In April, in an effort to manage the growing crisis, Steenkamp sent an e-mail to the entire board to organise a meeting. In it he identified two issues of “grave concern” to him as the director responsible for health and safety. The first, he said in the e-mail, emanated from the acceptance by the board of the early resignation of Montana and the perhaps haphazard communication of Montana’s departure to “all relevant parties”. This “innocent oversight” by the board, Steenkamp said, had been creating its own “interpretation” and “resulting in unnecessary confusion and speculation breeding animosity, tension and even hostility within and outside the company”. Fixing this was urgent, he said.

The second urgent issue was the “rise of very personal, vindictive campaigns being launched by some of our stakeholders” specifically against the chairman and the minister.

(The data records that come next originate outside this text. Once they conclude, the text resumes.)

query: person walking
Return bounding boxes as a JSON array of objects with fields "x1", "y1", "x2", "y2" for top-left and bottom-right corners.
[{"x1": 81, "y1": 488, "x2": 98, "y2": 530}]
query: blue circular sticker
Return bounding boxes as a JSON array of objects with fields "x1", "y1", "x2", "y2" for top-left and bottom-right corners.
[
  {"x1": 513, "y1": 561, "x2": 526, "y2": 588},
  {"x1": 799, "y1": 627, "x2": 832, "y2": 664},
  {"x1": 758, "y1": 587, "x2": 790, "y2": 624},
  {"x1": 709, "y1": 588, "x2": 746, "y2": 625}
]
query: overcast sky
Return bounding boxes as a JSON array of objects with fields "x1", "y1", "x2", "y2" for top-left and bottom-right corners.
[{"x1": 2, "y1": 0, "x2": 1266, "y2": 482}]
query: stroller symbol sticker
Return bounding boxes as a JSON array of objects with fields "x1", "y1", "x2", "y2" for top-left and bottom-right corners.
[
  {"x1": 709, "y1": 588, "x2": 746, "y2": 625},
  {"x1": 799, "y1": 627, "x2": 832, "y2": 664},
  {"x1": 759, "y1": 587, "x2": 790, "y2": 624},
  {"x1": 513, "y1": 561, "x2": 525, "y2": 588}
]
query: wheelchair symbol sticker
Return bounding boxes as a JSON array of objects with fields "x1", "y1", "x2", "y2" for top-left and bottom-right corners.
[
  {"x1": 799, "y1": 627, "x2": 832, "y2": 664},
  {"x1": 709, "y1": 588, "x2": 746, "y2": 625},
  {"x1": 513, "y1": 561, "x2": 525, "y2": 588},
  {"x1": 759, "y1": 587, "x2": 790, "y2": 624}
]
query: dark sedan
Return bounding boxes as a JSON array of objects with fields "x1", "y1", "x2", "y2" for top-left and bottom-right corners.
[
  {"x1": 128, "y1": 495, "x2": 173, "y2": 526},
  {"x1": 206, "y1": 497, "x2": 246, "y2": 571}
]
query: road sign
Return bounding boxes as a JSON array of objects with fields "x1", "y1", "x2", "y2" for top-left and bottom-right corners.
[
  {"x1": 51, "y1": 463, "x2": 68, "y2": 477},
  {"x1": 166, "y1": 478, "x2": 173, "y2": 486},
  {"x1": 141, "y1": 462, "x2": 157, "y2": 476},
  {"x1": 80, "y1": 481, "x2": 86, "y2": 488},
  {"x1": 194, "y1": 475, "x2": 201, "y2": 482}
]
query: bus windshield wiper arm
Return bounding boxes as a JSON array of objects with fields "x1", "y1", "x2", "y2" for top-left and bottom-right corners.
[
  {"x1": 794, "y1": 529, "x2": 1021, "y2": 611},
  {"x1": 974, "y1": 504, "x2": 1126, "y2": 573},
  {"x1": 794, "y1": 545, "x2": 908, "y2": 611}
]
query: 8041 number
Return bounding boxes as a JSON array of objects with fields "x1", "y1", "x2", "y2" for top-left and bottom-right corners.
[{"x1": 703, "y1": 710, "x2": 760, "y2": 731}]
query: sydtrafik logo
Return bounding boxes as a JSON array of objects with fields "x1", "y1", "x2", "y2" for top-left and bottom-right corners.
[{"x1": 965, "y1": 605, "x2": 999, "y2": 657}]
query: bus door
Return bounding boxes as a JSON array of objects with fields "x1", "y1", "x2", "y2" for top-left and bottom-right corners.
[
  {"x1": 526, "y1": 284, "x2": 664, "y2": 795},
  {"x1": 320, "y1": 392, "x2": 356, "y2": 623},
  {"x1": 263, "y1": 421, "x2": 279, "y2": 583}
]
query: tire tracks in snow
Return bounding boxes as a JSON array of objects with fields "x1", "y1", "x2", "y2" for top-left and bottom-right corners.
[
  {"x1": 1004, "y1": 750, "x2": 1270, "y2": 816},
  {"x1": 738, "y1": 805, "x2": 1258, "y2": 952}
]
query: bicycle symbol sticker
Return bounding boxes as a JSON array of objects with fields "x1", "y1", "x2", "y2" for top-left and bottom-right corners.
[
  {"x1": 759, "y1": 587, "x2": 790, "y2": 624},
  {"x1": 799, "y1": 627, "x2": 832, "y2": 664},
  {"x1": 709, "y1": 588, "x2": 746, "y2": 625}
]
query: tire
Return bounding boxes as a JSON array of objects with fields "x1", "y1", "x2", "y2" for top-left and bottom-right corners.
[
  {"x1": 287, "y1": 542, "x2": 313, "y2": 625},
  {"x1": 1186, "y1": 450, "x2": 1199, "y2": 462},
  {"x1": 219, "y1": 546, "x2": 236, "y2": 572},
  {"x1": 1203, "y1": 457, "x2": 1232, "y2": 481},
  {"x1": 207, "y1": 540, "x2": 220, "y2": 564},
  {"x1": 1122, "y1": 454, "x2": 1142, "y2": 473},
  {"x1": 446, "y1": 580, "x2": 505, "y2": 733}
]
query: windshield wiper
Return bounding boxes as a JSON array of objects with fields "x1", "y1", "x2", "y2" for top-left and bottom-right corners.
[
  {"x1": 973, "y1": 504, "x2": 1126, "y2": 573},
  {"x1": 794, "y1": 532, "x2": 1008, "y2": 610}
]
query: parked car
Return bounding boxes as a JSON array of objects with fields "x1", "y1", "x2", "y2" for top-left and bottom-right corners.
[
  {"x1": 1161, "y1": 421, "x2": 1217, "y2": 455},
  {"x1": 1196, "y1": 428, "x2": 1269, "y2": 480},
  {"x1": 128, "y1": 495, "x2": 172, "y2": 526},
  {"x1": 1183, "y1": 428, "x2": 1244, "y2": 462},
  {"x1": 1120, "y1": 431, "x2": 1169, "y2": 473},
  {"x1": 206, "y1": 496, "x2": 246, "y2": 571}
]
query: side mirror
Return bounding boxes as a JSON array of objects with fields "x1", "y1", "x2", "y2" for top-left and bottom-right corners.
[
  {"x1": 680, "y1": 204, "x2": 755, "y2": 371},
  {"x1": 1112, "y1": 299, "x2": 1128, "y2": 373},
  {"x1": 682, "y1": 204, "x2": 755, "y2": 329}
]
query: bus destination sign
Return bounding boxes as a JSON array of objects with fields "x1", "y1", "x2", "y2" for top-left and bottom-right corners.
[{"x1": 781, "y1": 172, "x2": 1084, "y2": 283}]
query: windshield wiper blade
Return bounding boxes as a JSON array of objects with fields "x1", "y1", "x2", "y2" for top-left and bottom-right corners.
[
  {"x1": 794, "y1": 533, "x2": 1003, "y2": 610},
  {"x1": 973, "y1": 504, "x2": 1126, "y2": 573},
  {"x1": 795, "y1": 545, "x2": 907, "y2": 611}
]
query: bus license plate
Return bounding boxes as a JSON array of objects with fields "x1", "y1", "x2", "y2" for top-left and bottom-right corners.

The meeting was held a month later with no resolution. Montana says he took time to go through all the instances of interference he experienced at the meeting.

He says there was a growing appreciation among some of the board members for the reasons for his unhappiness.

“Last year was not good,” Montana says. “My health was not good. I was exhausted. 2025 is when the last train will be delivered. I cannot stay that long. I planned to leave but Molefe said [before he took a break] I must stay because there are some major risks over the next two to three years.”

Asked if he will stay on he says: “If I stay it can only be for a short time and there must be a proper hand-over to the new CEO.”

But whether Montana stays or not will largely depend on what happens to the leadership of the board.

It seems clear that if Molefe stays, Montana will go.

“The water has been muddied, especially with the investigation against me by the chairman and the smear campaign that he is running in the media against me,” Montana says, referring to a series of articles which he has referred to the press ombudsman.

With a cabinet reshuffle imminent it is unlikely any minister would make a decision that could harm his or her prospects.

In the meantime, the delivery date for the new trains rushes ever closer. As it is, the depots for the new trains and the testing tracks are not going to be ready in time.

There is also the crucial work that needs to be put to tender for the upgrade of tracks to handle speeds of 120km/h. Commuter trains now travel little faster than 90km/h because track infrastructure has not been upgraded in decades.

Implementing the huge passenger rail upgrade programme should be the main preoccupation of Prasa’s board, executive committees and staff. Not strike threats, boardroom-engineered intrigues and a CEO who has one foot in the office and other outside.

If SA is to reap the full benefit of this programme, action must be taken. So far the silence is being broken only by the production line in Brazil, where the body shells of the SA’s first two new trains have already been completed.